E é evidente que, se a vasta maioria do público do museu é composta por turistas, a visita “cultural” segue a mesma lógica do roteiro turístico: o fluxo é orientado no sentido de permitir que o turista passe pelos pontos principais, otimizando o tempo empregado na visita e registrando sua passagem por ali (o registro é muito importante, as redes sociais que o digam). Entenda-se por pontos principais apenas aquilo que é ilustre. Seguimos os mapas afoitos, buscando salas, olhando o relógio, amargurados com a quantidade de escadas e corredores, esquecendo-nos de que muitas vezes estamos em palácios, edifícios históricos ou marcos da arquitetura. Estabanados, tropeçamos, nos trombamos, fazemos barulho e até furamos telas centenárias tentando salvar a nossa latinha de Coca-cola.
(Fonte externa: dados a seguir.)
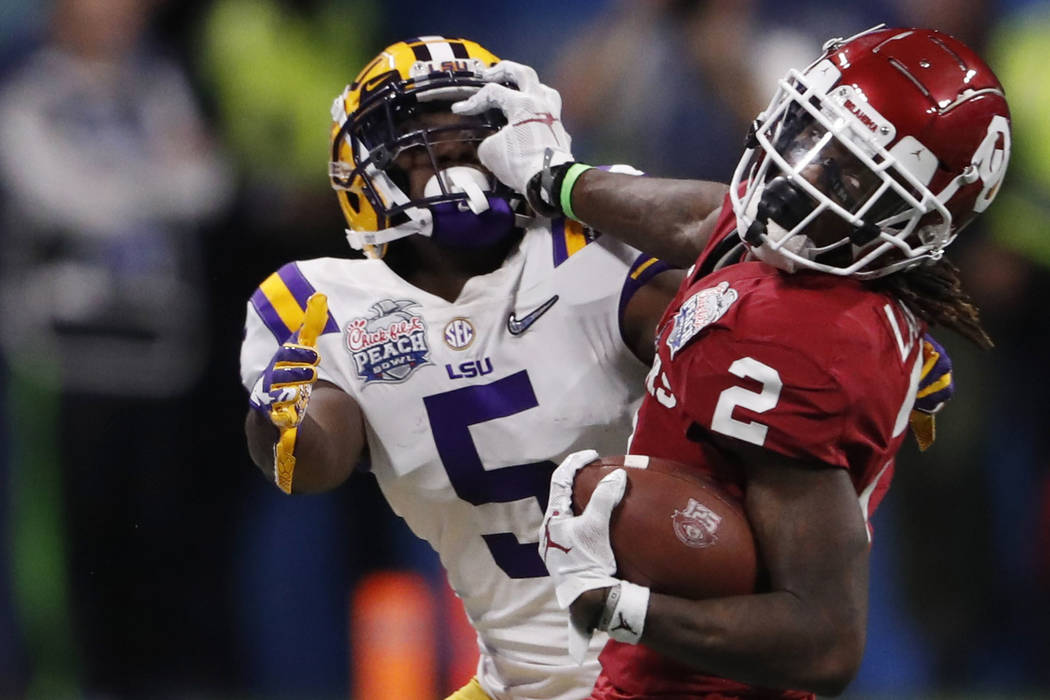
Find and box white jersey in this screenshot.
[240,220,668,699]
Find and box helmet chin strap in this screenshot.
[425,167,491,214]
[345,167,521,254]
[344,214,429,253]
[426,166,534,231]
[425,167,518,248]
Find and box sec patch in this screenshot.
[443,317,475,350]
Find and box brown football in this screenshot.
[571,455,759,599]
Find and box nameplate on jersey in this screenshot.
[345,299,431,384]
[666,281,738,359]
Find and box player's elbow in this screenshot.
[243,409,358,494]
[798,625,865,697]
[804,659,860,697]
[245,410,279,471]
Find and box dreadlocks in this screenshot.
[873,257,994,350]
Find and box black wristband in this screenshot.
[525,148,575,218]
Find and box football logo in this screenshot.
[443,317,476,350]
[972,114,1011,213]
[666,282,738,359]
[507,295,559,336]
[512,112,563,142]
[345,299,431,384]
[671,497,722,548]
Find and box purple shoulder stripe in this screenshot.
[550,218,569,267]
[249,262,339,343]
[617,253,674,346]
[551,218,601,268]
[249,286,293,344]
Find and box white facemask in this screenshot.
[742,182,818,273]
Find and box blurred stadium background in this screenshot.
[0,0,1047,698]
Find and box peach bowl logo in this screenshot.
[346,299,430,384]
[666,281,737,359]
[671,497,722,548]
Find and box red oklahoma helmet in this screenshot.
[731,26,1011,278]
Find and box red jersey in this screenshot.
[596,198,924,699]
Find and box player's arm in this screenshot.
[244,380,365,493]
[620,268,684,365]
[452,61,727,267]
[637,443,869,695]
[568,170,727,268]
[550,445,868,696]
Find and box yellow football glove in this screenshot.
[248,292,328,493]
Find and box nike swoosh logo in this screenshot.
[363,74,392,92]
[507,295,559,336]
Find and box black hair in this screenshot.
[872,257,993,349]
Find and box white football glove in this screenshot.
[452,60,574,196]
[540,449,625,662]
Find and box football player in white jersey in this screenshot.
[239,37,714,700]
[241,35,956,700]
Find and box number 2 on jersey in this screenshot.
[423,370,555,579]
[711,357,783,446]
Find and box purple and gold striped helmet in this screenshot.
[329,37,509,258]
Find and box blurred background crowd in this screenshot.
[0,0,1047,697]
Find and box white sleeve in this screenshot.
[239,299,280,391]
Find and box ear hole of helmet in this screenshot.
[344,190,361,213]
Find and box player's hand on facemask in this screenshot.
[540,449,625,662]
[249,293,327,492]
[452,60,574,197]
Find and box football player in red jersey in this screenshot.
[457,26,1004,698]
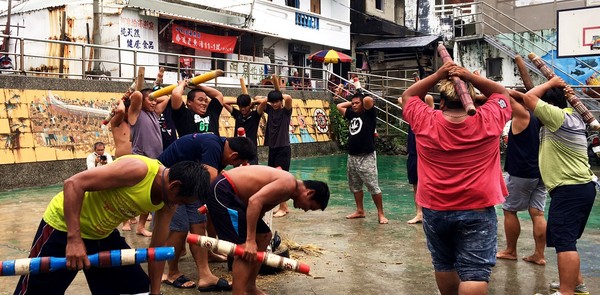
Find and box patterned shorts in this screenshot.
[347,152,381,195]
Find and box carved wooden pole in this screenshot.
[528,53,600,130]
[437,41,476,116]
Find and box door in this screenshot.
[311,0,321,14]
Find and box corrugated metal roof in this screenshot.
[357,35,442,50]
[2,0,282,39]
[2,0,90,15]
[126,0,283,39]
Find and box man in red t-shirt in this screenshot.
[401,62,512,294]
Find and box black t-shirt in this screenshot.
[344,107,376,155]
[231,108,261,146]
[172,98,223,137]
[265,105,291,148]
[159,102,177,150]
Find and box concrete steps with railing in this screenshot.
[482,34,543,77]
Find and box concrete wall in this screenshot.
[0,75,339,190]
[0,141,339,191]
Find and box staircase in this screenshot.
[482,34,543,77]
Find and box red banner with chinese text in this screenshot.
[172,24,237,54]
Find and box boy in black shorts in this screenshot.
[206,165,329,295]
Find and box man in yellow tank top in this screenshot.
[14,155,210,295]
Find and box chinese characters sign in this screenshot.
[120,14,157,50]
[172,24,237,54]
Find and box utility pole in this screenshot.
[244,0,256,28]
[2,0,12,53]
[92,0,101,71]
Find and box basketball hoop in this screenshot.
[592,35,600,50]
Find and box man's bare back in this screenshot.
[223,166,297,213]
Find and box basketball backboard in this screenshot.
[557,6,600,57]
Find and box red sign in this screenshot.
[172,24,237,54]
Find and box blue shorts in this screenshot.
[169,200,207,232]
[422,207,497,282]
[502,174,547,212]
[407,154,418,185]
[547,182,596,253]
[206,174,271,244]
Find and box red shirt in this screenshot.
[403,93,511,210]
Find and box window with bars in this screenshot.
[286,0,299,8]
[486,57,503,81]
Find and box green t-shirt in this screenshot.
[533,100,595,192]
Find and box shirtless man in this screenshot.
[206,165,330,295]
[110,99,131,158]
[110,99,137,230]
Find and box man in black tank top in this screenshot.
[497,90,547,265]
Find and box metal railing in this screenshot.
[0,33,332,91]
[326,71,407,136]
[0,33,422,136]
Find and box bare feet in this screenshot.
[136,228,152,237]
[122,222,132,231]
[208,251,228,262]
[273,210,289,217]
[197,275,230,291]
[345,211,366,219]
[129,217,138,224]
[407,215,423,224]
[378,216,389,224]
[245,287,268,295]
[163,273,196,288]
[496,250,517,260]
[522,255,546,265]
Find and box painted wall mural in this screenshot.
[0,89,332,165]
[540,33,600,98]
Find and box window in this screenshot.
[486,58,503,81]
[311,0,321,14]
[286,0,299,8]
[375,0,383,10]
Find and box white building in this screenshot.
[0,0,351,85]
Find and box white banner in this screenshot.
[226,54,272,85]
[119,9,159,79]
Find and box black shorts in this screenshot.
[407,154,418,185]
[268,146,291,171]
[207,173,271,245]
[547,181,596,252]
[14,220,149,295]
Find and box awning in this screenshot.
[1,0,89,15]
[357,35,442,50]
[126,0,283,39]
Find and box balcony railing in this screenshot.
[295,12,319,30]
[0,33,331,91]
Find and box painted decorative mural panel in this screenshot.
[0,90,332,164]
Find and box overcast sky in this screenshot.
[0,0,23,13]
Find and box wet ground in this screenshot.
[1,154,600,294]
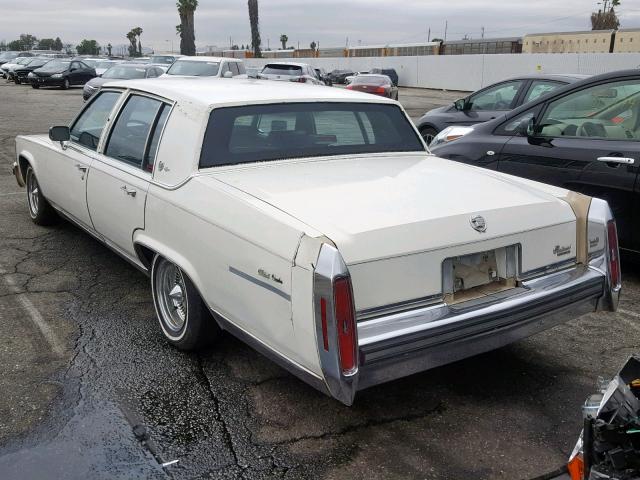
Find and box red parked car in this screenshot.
[346,74,399,100]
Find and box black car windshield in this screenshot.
[199,102,425,168]
[353,75,390,86]
[150,56,175,64]
[27,59,49,68]
[82,60,97,67]
[102,65,147,79]
[37,60,70,72]
[262,64,302,76]
[167,60,219,76]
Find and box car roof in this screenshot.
[264,61,310,67]
[354,74,391,80]
[176,56,242,62]
[501,73,589,83]
[103,77,397,107]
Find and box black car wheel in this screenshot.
[420,126,438,145]
[14,77,21,84]
[31,84,39,89]
[61,78,70,90]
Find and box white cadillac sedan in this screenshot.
[13,78,621,405]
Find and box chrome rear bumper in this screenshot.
[356,265,608,391]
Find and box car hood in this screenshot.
[203,153,575,264]
[85,77,108,88]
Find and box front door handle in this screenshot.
[75,164,88,172]
[597,156,635,165]
[120,185,137,197]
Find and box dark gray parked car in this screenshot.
[82,63,165,100]
[416,74,587,143]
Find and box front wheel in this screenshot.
[61,78,70,90]
[151,256,219,351]
[14,78,21,85]
[420,126,438,146]
[31,84,39,89]
[25,166,59,225]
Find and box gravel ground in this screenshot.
[0,80,638,480]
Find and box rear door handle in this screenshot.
[597,156,635,165]
[120,185,137,197]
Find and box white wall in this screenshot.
[249,53,640,91]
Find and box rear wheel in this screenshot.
[420,126,438,146]
[151,256,220,351]
[25,166,59,226]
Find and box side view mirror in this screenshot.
[49,125,70,149]
[223,71,233,79]
[70,68,77,72]
[453,98,467,111]
[525,117,536,137]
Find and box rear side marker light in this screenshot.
[320,298,329,351]
[567,454,584,480]
[607,219,621,289]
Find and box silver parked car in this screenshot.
[259,62,324,85]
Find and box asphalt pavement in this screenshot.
[0,80,638,480]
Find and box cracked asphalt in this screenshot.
[0,80,639,480]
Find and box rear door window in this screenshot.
[105,95,167,168]
[70,91,121,150]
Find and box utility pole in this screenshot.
[427,27,431,42]
[444,20,448,42]
[481,26,485,39]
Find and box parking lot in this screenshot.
[0,80,639,480]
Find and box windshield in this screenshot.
[199,102,425,168]
[82,60,97,67]
[166,60,219,76]
[262,64,302,76]
[0,52,19,61]
[353,75,389,86]
[27,58,49,68]
[97,61,116,69]
[102,65,147,79]
[150,56,176,65]
[37,60,70,72]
E neste ínterim, preenchendo as lacunas entre as peças do rol das tais “obras relevantes”, estão ali os objetos invisíveis, quase que abandonados à própria sorte. No mesmo museu do Prado, cito outro objeto invisível: Vista prospettica di un anfiteatro romano, pintada em 1638 por Viviano Codazzi e Domenico Gargiulo. O quadro de enormes dimensões, que como diz o título é uma vista panorâmica de um anfiteatro romano, está pendurado na frente de uma escada. Isso quer dizer que não está numa sala. Um menino de aproximadamente 10 anos, turista, acompanhado pelo pai passa pelo arco que dá acesso a esta área sem registro, este não-lugar dentro do museu. Ele olha para o quadro e imediatamente se desvencilha da mão do pai e vai com a mão esticada em direção ao anfiteatro romano. O pai chama. Da outra sala corre uma vigia para impedir que o menino toque o quadro de quase quatrocentos anos.
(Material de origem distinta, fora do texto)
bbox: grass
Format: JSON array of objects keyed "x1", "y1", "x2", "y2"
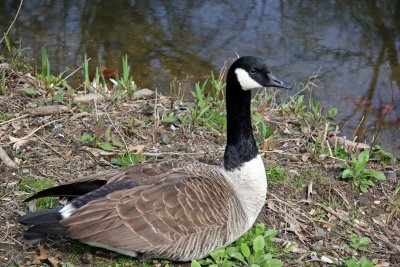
[
  {"x1": 19, "y1": 177, "x2": 57, "y2": 210},
  {"x1": 1, "y1": 40, "x2": 399, "y2": 266},
  {"x1": 266, "y1": 164, "x2": 286, "y2": 183}
]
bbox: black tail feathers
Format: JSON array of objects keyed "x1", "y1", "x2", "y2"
[{"x1": 19, "y1": 207, "x2": 66, "y2": 241}]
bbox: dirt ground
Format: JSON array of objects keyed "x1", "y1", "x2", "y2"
[{"x1": 0, "y1": 66, "x2": 399, "y2": 266}]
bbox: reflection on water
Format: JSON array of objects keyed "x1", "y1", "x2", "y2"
[{"x1": 0, "y1": 0, "x2": 399, "y2": 156}]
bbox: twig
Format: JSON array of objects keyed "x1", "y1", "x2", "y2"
[
  {"x1": 34, "y1": 134, "x2": 66, "y2": 160},
  {"x1": 0, "y1": 146, "x2": 18, "y2": 169},
  {"x1": 56, "y1": 58, "x2": 91, "y2": 86},
  {"x1": 0, "y1": 114, "x2": 28, "y2": 126},
  {"x1": 8, "y1": 118, "x2": 63, "y2": 145},
  {"x1": 313, "y1": 202, "x2": 400, "y2": 253},
  {"x1": 0, "y1": 0, "x2": 24, "y2": 44},
  {"x1": 22, "y1": 105, "x2": 69, "y2": 116}
]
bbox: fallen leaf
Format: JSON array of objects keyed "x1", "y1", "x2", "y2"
[
  {"x1": 128, "y1": 144, "x2": 146, "y2": 153},
  {"x1": 9, "y1": 136, "x2": 31, "y2": 151},
  {"x1": 32, "y1": 244, "x2": 48, "y2": 264},
  {"x1": 85, "y1": 147, "x2": 116, "y2": 157}
]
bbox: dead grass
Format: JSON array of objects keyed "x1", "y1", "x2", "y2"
[{"x1": 0, "y1": 61, "x2": 399, "y2": 267}]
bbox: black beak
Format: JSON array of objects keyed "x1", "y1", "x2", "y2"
[{"x1": 266, "y1": 73, "x2": 292, "y2": 90}]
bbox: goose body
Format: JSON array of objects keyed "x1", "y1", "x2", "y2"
[{"x1": 19, "y1": 56, "x2": 291, "y2": 261}]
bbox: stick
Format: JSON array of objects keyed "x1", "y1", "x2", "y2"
[
  {"x1": 22, "y1": 105, "x2": 69, "y2": 116},
  {"x1": 0, "y1": 114, "x2": 28, "y2": 126},
  {"x1": 8, "y1": 118, "x2": 63, "y2": 145}
]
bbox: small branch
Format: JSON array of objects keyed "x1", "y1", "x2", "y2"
[
  {"x1": 22, "y1": 105, "x2": 69, "y2": 116},
  {"x1": 0, "y1": 146, "x2": 18, "y2": 169},
  {"x1": 0, "y1": 114, "x2": 28, "y2": 126},
  {"x1": 8, "y1": 118, "x2": 63, "y2": 145}
]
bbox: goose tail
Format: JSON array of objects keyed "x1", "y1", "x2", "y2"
[{"x1": 19, "y1": 207, "x2": 66, "y2": 241}]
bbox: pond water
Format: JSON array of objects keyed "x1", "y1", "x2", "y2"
[{"x1": 1, "y1": 0, "x2": 399, "y2": 156}]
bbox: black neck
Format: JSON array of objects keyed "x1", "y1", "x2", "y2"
[{"x1": 223, "y1": 76, "x2": 258, "y2": 171}]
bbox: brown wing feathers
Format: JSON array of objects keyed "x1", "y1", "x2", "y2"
[{"x1": 60, "y1": 169, "x2": 236, "y2": 260}]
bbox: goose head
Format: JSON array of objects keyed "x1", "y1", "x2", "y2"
[
  {"x1": 224, "y1": 56, "x2": 291, "y2": 171},
  {"x1": 228, "y1": 56, "x2": 291, "y2": 91}
]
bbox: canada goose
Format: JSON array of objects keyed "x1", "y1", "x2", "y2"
[{"x1": 19, "y1": 56, "x2": 291, "y2": 261}]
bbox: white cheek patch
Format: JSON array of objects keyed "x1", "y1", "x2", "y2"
[{"x1": 235, "y1": 68, "x2": 263, "y2": 90}]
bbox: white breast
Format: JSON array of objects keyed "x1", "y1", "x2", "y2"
[{"x1": 222, "y1": 155, "x2": 267, "y2": 230}]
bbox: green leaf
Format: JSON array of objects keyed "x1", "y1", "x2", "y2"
[
  {"x1": 359, "y1": 236, "x2": 371, "y2": 246},
  {"x1": 359, "y1": 184, "x2": 368, "y2": 193},
  {"x1": 363, "y1": 169, "x2": 386, "y2": 181},
  {"x1": 210, "y1": 248, "x2": 225, "y2": 262},
  {"x1": 99, "y1": 142, "x2": 113, "y2": 151},
  {"x1": 359, "y1": 256, "x2": 374, "y2": 267},
  {"x1": 255, "y1": 223, "x2": 265, "y2": 235},
  {"x1": 265, "y1": 228, "x2": 278, "y2": 238},
  {"x1": 24, "y1": 87, "x2": 37, "y2": 96},
  {"x1": 345, "y1": 259, "x2": 358, "y2": 267},
  {"x1": 327, "y1": 107, "x2": 338, "y2": 117},
  {"x1": 265, "y1": 258, "x2": 283, "y2": 267},
  {"x1": 80, "y1": 133, "x2": 94, "y2": 143},
  {"x1": 162, "y1": 116, "x2": 178, "y2": 123},
  {"x1": 253, "y1": 235, "x2": 265, "y2": 252},
  {"x1": 341, "y1": 169, "x2": 353, "y2": 179},
  {"x1": 240, "y1": 243, "x2": 250, "y2": 257},
  {"x1": 231, "y1": 252, "x2": 245, "y2": 262},
  {"x1": 191, "y1": 260, "x2": 201, "y2": 267},
  {"x1": 112, "y1": 140, "x2": 124, "y2": 148}
]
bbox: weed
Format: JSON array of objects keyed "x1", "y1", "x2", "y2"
[
  {"x1": 19, "y1": 177, "x2": 57, "y2": 210},
  {"x1": 189, "y1": 79, "x2": 211, "y2": 131},
  {"x1": 0, "y1": 112, "x2": 13, "y2": 122},
  {"x1": 344, "y1": 256, "x2": 377, "y2": 267},
  {"x1": 252, "y1": 112, "x2": 274, "y2": 143},
  {"x1": 373, "y1": 145, "x2": 397, "y2": 165},
  {"x1": 267, "y1": 164, "x2": 286, "y2": 183},
  {"x1": 349, "y1": 233, "x2": 371, "y2": 252},
  {"x1": 203, "y1": 110, "x2": 226, "y2": 133},
  {"x1": 338, "y1": 150, "x2": 386, "y2": 192},
  {"x1": 194, "y1": 224, "x2": 283, "y2": 267},
  {"x1": 111, "y1": 153, "x2": 143, "y2": 166}
]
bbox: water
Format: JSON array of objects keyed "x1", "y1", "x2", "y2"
[{"x1": 1, "y1": 0, "x2": 399, "y2": 156}]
Ora, o garoto apenas respondeu adequadamente aos sinais à sua volta. Ele saiu de uma sala repleta de objetos providos de aura, os quais, como qualquer coisa sagrada, ele não pode tocar. Logo, ao entrar na não-sala do museu, me parece natural que ele interpretasse que o que está ali é outra classe de objeto, diante do qual ele poderia ter uma outra conduta, menos solene e submissa.
O que está em questão aqui não é, de maneira nenhuma, a segurança das obras de arte no museu, e sim a nossa capacidade de interpretação e reflexão sobre elas, de como nos relacionamos com a arte tanto individualmente como em seu conjunto dentro e fora dos museus. Trocando em miúdos, a questão que se apresenta mediante os acervos invisíveis é o que está acontecendo com a nossa capacidade, que como seres humanos deveria vir de fábrica, de simplesmente pensar.
Creio que é o momento de perguntar-nos com toda a sinceridade e seriedade, através de que olhos, senão os nossos próprios, queremos enxergar o mundo. Cada um de nós é um universo inteiro e temos todos os mecanismos necessários para estabelecer relações, analisar, raciocinar (lembra do documentário “Ilha das Flores”, do polegar o opositor e o tele-encéfalo altamente desenvolvido?). Ao invés disso nos comportamos diante da arte como um manso rebanho que compra verdades absolutas, se aborrece e exaspera diante do que há de mais excepcional na criação humana e ainda tem a ousadia de fingir que está sentindo prazer.
Quem tem pressa não consegue refletir. Muito menos sentir prazer.